But let’s proceed and see what happens after we click ACCEPT in the consent banner and allow the website to process the cookies as stated in its cookie policy. If we type this code in the browser’s console, the consent banner disappears.

document.querySelector('#info-cookies button').click()

We can see that a new acceptCookies cookie appears, and its value is set to true.

Visualize HTTP requests

To give actionable advice on how to improve the web performance of a page, we need to examine the HTTP requests of that page.

We could study each HTTP request in detail using the Waterfall in Chrome DevTools or the one in WebPageTest, but I think it’s better to have first an overview of how the browser makes these requests. The best tool for this job is Request Mapper.

Before accepting the cookies

If we plot the request map of www.vino.com we see a bunch of small images, some fonts, a couple of CSS files, and a few, big JavaScript files.

We also notice four clusters of requests. The center of each cluster is important because it’s both the origin and the bottleneck for the requests of that cluster.

The browser starts parsing the file that sits at the center of the cluster, then gradually discovers other resources to fetch. We see arrows coming out from the main HTML document and requesting JavaScript and CSS assets first, and images and fonts later.

The green circle in the center-left cluster is the single CSS bundle of the website. It’s rather big (~44 kB) because the site has Bootstrap as a dependency. When the browser parses that CSS, it discovers it needs to fetch other images. These images are hosted at resources.vino.com.

The orange circle in the lower-right cluster is the JavaScript snippet for Font Awesome. It includes several SVG icons. As soon as the browser sees them, it starts fetching them. These SVGs are hosted at ka-p.fontawesome.com, the Font Awesome CDN which runs on the Cloudflare network.

vino.com Request Mapper - Font Awesome cluster

The big, orange circles in the upper-right cluster are JS snippets for reCAPTCHA (left) and Google Tag Manager (center and right). Google Tag Manager then requests its tags.

In total on this page there are a bit more than 100 HTTP requests. Most for images (JPEGs and SVGs) and JS files.

Breakdown (First View, loadPage) - Requests
MIME type	Requests
image	64
js	23
other	9
font	4
css	3
html	3

Breakdown (First View, loadPage) - Bytes
MIME type	Bytes
js	974892
image	560041
css	78014
html	64722
font	48128
other	510

If we look at the WebPageTest Connection view down below, we can see that the browser needs to perform quite a bit of work to process these requests, not so much for the required bandwidth, as for the JavaScript execution. We can see that CPU utilization stays high all the time and the main thread is overworked, with a lot of spikes due to JS execution, and many long tasks.

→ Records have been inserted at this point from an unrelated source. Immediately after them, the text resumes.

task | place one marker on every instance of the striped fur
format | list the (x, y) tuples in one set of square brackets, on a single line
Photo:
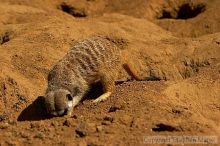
[(91, 60)]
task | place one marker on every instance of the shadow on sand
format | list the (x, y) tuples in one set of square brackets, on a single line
[(34, 112)]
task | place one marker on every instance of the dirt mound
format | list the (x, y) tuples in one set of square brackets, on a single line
[(179, 97)]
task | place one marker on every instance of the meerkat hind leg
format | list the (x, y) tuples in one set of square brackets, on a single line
[(108, 84)]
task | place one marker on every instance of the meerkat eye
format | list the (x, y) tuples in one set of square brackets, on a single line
[(69, 97)]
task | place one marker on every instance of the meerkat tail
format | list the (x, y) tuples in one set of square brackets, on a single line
[(103, 97), (130, 69)]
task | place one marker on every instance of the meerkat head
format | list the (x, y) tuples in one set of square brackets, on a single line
[(59, 102)]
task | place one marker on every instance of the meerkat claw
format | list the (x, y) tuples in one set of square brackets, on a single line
[(103, 97)]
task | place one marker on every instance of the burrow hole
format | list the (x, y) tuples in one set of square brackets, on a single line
[(79, 13)]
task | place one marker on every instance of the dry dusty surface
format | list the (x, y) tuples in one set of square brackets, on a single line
[(175, 45)]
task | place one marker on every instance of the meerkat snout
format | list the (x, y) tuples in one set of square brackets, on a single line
[(58, 102)]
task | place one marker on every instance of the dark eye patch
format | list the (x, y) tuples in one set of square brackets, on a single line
[(69, 97)]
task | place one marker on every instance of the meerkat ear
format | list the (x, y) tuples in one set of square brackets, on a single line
[(69, 97)]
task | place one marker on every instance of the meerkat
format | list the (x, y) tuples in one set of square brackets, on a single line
[(88, 61)]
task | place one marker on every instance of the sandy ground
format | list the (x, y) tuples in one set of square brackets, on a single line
[(175, 45)]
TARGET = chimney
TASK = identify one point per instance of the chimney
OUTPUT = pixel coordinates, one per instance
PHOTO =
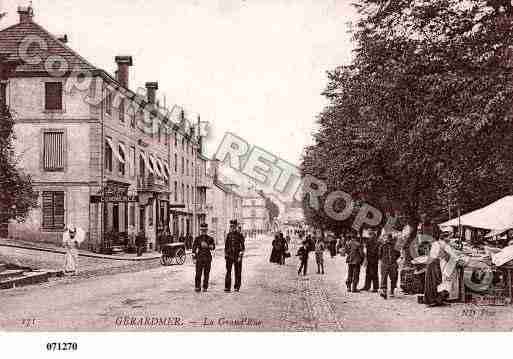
(63, 38)
(124, 62)
(151, 91)
(214, 166)
(26, 14)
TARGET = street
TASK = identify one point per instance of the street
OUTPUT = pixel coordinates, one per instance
(272, 297)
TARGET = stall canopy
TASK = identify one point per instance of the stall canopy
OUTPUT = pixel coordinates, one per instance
(497, 216)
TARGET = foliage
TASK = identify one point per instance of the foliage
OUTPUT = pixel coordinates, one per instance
(16, 194)
(421, 120)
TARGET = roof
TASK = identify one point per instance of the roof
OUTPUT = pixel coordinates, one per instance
(495, 216)
(13, 36)
(226, 188)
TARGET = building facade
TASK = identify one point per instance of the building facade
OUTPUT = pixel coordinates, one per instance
(255, 216)
(101, 156)
(223, 205)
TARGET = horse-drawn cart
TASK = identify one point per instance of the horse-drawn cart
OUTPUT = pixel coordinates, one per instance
(173, 253)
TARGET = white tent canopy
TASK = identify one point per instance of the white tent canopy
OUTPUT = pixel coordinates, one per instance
(496, 216)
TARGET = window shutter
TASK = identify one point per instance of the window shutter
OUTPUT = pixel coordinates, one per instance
(3, 96)
(59, 209)
(47, 199)
(53, 95)
(53, 156)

vino.com WewbPageTest Connection View loadPage

After accepting the cookies

After the user accepts the cookies, a few other requests are made. They are for a couple of JS snippets and a tracking pixel set by Meta Pixel.

Breakdown (First View, acceptCookies) - Requests
MIME type	Requests
js	2
other	2
image	1

Breakdown (First View, acceptCookies) - Bytes
MIME type	Bytes
js	4782
image	43

There are very few bytes to download this time, so the Bandwidth In line is almost flat. The browser still needs to execute some JavaScript though, so CPU utilization does not stay flat. Luckily there is not that much JavaScript this time, so there are no long tasks.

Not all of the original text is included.